The team leader glanced up from the radar images on his desk. "What about the others?"
"We've been tracking them for three days," his subordinate confirmed. "We've triangulated their origination point to within a half mile."
The team leader looked up, but his frown was lost on the combat robot, who hadn't been upgraded to recognize emotion.
"What's the fastest they were clocked at?" he asked.
"The large dark one can achieve speeds of more than two hundred fifty miles per hour," said the scout. "When they are aiming downward, they have been recorded at more than three hundred fifty miles per hour."
The team leader nodded, wondering why the upgrade also apparently hadn't been programmed to use metric.

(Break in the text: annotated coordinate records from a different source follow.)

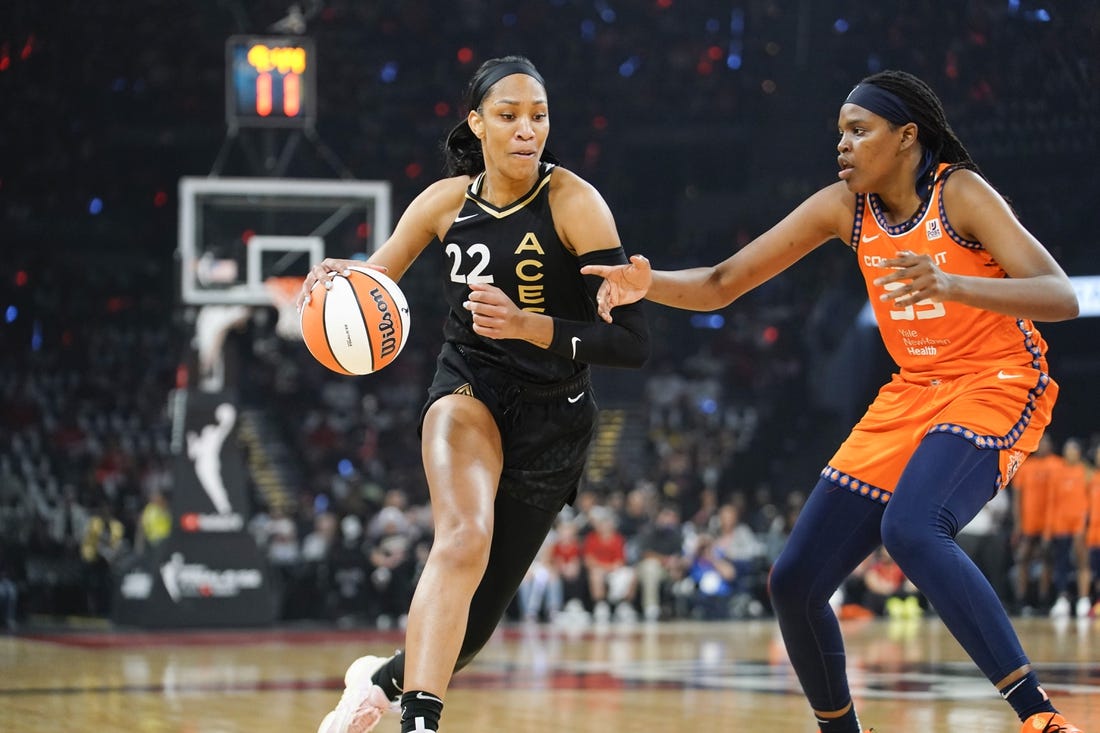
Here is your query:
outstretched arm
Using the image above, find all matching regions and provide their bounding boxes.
[581,184,854,321]
[875,171,1079,321]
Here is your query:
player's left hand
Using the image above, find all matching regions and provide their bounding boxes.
[463,283,529,339]
[875,251,954,308]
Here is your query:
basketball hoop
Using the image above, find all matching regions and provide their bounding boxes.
[264,276,303,341]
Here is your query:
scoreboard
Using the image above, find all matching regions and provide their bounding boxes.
[226,35,317,128]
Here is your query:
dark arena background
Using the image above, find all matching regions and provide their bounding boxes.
[0,0,1100,733]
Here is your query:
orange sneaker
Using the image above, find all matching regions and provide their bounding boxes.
[1020,713,1085,733]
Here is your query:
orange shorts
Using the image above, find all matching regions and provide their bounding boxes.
[822,367,1058,503]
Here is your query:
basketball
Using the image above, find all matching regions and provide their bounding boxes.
[300,267,409,375]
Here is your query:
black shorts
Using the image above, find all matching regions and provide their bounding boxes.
[420,342,600,514]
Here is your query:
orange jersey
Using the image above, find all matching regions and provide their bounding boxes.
[822,165,1058,499]
[1012,453,1062,535]
[1046,458,1089,536]
[851,165,1047,383]
[1085,468,1100,548]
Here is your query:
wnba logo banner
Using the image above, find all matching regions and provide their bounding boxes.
[111,532,281,628]
[172,390,250,533]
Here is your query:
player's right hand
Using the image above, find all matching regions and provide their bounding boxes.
[297,258,387,313]
[581,254,653,324]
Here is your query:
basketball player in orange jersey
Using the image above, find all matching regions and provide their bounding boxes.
[299,56,649,733]
[1011,435,1062,610]
[1044,438,1091,619]
[583,72,1079,733]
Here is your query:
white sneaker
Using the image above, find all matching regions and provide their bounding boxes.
[317,657,395,733]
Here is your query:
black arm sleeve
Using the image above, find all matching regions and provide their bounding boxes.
[549,247,649,369]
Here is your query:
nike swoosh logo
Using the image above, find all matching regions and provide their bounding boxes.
[416,692,443,704]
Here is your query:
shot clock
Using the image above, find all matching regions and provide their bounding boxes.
[226,35,317,128]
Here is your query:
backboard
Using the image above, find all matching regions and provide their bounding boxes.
[178,177,391,305]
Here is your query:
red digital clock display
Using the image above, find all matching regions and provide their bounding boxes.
[226,35,317,127]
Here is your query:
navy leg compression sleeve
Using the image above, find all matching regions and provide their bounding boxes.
[882,433,1027,685]
[769,480,883,712]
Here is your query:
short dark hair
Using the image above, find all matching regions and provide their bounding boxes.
[860,69,986,187]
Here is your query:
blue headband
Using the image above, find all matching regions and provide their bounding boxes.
[844,84,936,193]
[844,84,913,124]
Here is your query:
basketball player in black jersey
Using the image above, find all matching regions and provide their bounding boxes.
[299,56,649,733]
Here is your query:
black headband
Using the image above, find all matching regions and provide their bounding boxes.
[844,84,913,124]
[470,62,547,109]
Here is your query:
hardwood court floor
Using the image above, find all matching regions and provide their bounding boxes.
[0,619,1100,733]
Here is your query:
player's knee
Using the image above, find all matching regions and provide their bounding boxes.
[432,522,493,578]
[768,553,811,613]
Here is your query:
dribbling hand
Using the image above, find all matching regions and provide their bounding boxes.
[295,258,387,313]
[581,254,653,324]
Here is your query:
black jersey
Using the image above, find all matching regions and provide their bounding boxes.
[443,163,596,384]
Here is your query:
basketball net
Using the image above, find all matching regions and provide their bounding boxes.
[264,276,303,341]
[191,305,252,392]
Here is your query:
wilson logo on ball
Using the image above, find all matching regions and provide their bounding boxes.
[301,267,409,374]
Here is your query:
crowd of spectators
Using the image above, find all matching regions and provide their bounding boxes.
[0,0,1100,625]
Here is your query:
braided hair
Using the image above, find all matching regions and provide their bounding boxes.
[860,69,986,190]
[443,56,557,176]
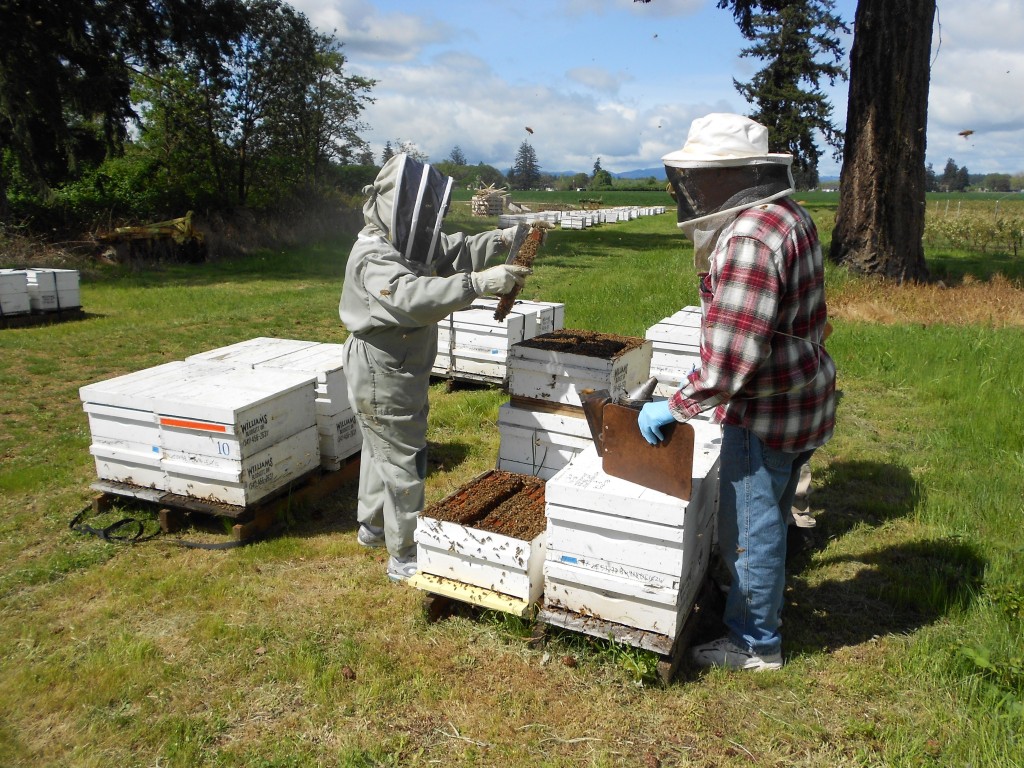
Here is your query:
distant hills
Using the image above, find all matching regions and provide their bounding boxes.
[611,165,668,179]
[546,165,839,182]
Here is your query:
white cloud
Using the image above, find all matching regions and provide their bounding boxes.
[290,0,452,61]
[565,67,634,93]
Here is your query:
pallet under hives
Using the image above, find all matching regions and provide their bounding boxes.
[90,455,359,543]
[534,574,720,685]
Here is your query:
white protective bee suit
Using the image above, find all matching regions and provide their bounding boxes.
[339,154,527,578]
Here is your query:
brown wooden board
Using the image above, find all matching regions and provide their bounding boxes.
[602,402,693,501]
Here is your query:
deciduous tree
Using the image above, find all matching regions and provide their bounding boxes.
[0,0,242,214]
[829,0,935,282]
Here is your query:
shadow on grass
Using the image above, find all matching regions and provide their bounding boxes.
[784,540,985,652]
[785,461,986,650]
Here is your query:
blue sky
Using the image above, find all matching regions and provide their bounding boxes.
[291,0,1024,176]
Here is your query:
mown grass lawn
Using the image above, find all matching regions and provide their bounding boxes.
[0,206,1024,768]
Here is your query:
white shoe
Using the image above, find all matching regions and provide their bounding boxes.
[690,637,782,672]
[785,512,818,528]
[355,523,384,547]
[387,555,416,582]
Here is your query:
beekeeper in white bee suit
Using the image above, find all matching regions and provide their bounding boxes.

He sighed. The history of these genetic mistakes was a litany of embarrassing failures. Even Itexicon—with its massive, global resources, the years of research, the trillions of dollars spent—had ended up a shattered shell, unable to stop six children. And the Erasers! People were still making jokes about them.
When he'd first heard about the Erasers, he'd thought they were simply an amusing experiment. Despite their speed, relative intelligence, and overwhelming bloodlust, they'd proved quite ineffective. So they'd decided to dispense with
the biological base and went to robots covered with flesh—inexplicably designed to look like Erasers. Then they'd made Flyboys—basically, Erasers with wings. All of which the mutant kids had already defeated.
Since then, it had been basically the same old, same old—one generation of enhanced individual tracking and killing machines after the next. Given all kinds of fancy names, tweaked this way and that. None of them seemed up to the task.
The team leader was truly surprised that Devin had failed. Truly, truly surprised. Devin had never failed at a job for as long as the team leader had known him. He'd lost a hundred dollars on that bet.
However, there did seem to be a sufficient quantity of version 5.0 to perhaps stall or contain the mutated kids until someone better, smarter, more experienced, more focused came along.